Trabalhamos com madeira maciça.
Isso implica assumir responsabilidade pelo comportamento físico real do material.

Madeira é matéria viva. Mesmo depois de beneficiada, continua reagindo ao ambiente.

Consideramos:

  • movimento higroscópico
  • dilatação e retração
  • variação de densidade
  • tensão interna da tora
  • equilíbrio de umidade entre origem e destino

Não projetamos ignorando o clima.

Clima e Logística Técnica

Uma peça produzida em Curitiba sob 5 °C e alta umidade, após semanas de chuva, não pode ser enviada imediatamente para Brasília sob calor seco e baixa umidade relativa.

A madeira precisa:

  • estabilizar
  • atingir equilíbrio higroscópico compatível
  • reduzir risco de trincas por choque climático

Em alguns casos, aguardamos a janela adequada de envio.
Isso não é atraso. É prevenção estrutural.

Enviar no momento errado compromete anos de vida útil da peça.


Colagem Estrutural

A colagem depende de:

  • temperatura ambiente
  • temperatura da madeira
  • umidade relativa do ar
  • tempo aberto da cola
  • pressão de prensagem

Cola estrutural aplicada abaixo da temperatura ideal compromete resistência final.
Não colamos fora da faixa técnica recomendada pelo fabricante.

Se o ambiente não está adequado, o processo é suspenso.


Aplicação de Vernizes e Óleos

Acabamentos também são sensíveis a:

  • temperatura ambiente
  • umidade
  • tempo de cura entre demãos

Verniz aplicado sob frio intenso ou umidade elevada pode:

  • esbranquiçar
  • perder aderência
  • comprometer nivelamento

Não aceleramos cura com improviso.


Projeto Considerando Movimento

Quando o tampo é largo, projetamos:

  • encaixes que permitam movimentação
  • sistemas flutuantes
  • fixações que não bloqueiem dilatação

Não travamos a madeira.
Permitimos que ela se mova sem romper a estrutura.


Encaixes Mecânicos e Precisão

A estrutura de uma peça depende do encaixe.
Se o encaixe é impreciso, o móvel envelhece mal.

Utilizamos três abordagens, conforme a necessidade do projeto:

  • usinagem CNC para precisão geométrica repetível
  • encaixes totalmente manuais quando a leitura estrutural exige adaptação
  • colagem estrutural compatível com espécie e esforço mecânico

Tipos de Encaixe Utilizados

Espiga (macho e fêmea)
Utilizada para ligações estruturais permanentes.
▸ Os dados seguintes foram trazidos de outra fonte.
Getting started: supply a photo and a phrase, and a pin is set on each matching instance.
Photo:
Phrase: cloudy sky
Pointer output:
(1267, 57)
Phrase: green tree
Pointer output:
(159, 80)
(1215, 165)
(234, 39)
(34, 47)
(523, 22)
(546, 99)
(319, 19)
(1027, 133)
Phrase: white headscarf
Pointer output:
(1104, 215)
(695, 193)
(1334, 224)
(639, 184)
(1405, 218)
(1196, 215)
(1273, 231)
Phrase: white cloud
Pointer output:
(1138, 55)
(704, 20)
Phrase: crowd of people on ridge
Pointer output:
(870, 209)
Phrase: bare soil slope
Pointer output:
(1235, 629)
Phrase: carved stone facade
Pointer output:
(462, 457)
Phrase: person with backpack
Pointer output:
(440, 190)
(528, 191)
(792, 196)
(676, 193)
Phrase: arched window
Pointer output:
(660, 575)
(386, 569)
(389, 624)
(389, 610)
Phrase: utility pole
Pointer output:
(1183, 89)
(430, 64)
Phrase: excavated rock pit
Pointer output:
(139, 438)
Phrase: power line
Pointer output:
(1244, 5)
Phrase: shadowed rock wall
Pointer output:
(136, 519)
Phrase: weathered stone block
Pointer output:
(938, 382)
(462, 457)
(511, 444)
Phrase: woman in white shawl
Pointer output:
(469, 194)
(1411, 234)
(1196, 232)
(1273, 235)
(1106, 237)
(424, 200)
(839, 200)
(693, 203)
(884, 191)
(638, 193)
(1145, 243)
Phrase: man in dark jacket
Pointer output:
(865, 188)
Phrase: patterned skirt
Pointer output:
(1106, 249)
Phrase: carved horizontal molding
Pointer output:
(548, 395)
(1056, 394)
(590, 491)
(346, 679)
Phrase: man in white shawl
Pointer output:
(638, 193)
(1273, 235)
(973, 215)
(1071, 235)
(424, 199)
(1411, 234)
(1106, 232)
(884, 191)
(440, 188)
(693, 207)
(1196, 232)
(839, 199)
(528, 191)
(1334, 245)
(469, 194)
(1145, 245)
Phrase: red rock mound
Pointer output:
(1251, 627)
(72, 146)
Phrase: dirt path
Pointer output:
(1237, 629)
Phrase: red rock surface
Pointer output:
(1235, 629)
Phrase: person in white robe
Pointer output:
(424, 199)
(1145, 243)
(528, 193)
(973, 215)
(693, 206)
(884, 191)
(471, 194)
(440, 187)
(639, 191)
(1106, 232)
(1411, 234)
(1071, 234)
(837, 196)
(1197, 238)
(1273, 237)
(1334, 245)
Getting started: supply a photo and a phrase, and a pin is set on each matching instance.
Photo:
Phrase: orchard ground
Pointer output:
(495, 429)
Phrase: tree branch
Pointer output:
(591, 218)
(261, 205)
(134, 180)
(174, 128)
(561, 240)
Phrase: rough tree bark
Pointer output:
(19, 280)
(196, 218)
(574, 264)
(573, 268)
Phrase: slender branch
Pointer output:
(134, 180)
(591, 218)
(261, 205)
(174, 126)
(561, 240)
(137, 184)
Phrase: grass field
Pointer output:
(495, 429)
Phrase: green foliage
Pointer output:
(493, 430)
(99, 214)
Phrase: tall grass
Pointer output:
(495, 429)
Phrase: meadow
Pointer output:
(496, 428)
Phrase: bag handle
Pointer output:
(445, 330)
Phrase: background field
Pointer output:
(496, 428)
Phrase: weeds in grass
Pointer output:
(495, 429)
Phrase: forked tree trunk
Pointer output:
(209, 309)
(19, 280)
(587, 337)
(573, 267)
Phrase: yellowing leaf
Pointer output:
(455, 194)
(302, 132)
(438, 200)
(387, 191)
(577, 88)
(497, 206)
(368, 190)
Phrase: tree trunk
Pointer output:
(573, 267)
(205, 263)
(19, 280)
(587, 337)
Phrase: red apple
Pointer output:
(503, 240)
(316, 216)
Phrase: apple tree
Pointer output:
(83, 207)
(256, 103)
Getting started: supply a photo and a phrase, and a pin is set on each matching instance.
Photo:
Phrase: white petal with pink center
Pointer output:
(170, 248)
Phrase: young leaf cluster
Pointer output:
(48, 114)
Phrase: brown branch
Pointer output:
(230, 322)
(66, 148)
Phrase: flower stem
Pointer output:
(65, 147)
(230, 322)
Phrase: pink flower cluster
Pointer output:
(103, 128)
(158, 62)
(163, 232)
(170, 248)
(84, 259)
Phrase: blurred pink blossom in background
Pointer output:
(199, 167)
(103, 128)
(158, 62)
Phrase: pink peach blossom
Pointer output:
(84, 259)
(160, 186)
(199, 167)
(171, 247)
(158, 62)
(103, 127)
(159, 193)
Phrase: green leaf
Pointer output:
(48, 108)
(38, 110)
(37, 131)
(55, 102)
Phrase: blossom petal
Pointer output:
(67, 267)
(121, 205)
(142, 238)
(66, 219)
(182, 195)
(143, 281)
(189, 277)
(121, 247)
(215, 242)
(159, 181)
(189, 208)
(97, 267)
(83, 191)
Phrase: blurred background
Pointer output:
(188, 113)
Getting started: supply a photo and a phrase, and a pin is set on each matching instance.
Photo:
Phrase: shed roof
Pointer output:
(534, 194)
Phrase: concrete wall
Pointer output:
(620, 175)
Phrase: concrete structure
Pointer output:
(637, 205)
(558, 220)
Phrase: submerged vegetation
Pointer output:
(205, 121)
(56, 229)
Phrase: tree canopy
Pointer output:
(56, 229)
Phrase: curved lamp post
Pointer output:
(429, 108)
Distribui carga de forma eficiente e reduz esforço concentrado.

Meia-madeira
Aplicada quando há cruzamento estrutural e necessidade de nivelamento de planos.

Rabo de andorinha
Empregado principalmente em gavetas e uniões onde há tração mecânica. Resiste à abertura mesmo sob esforço contínuo.

Cavilha estrutural
Utilizada para reforço e alinhamento, especialmente em junções onde há risco de deslocamento lateral.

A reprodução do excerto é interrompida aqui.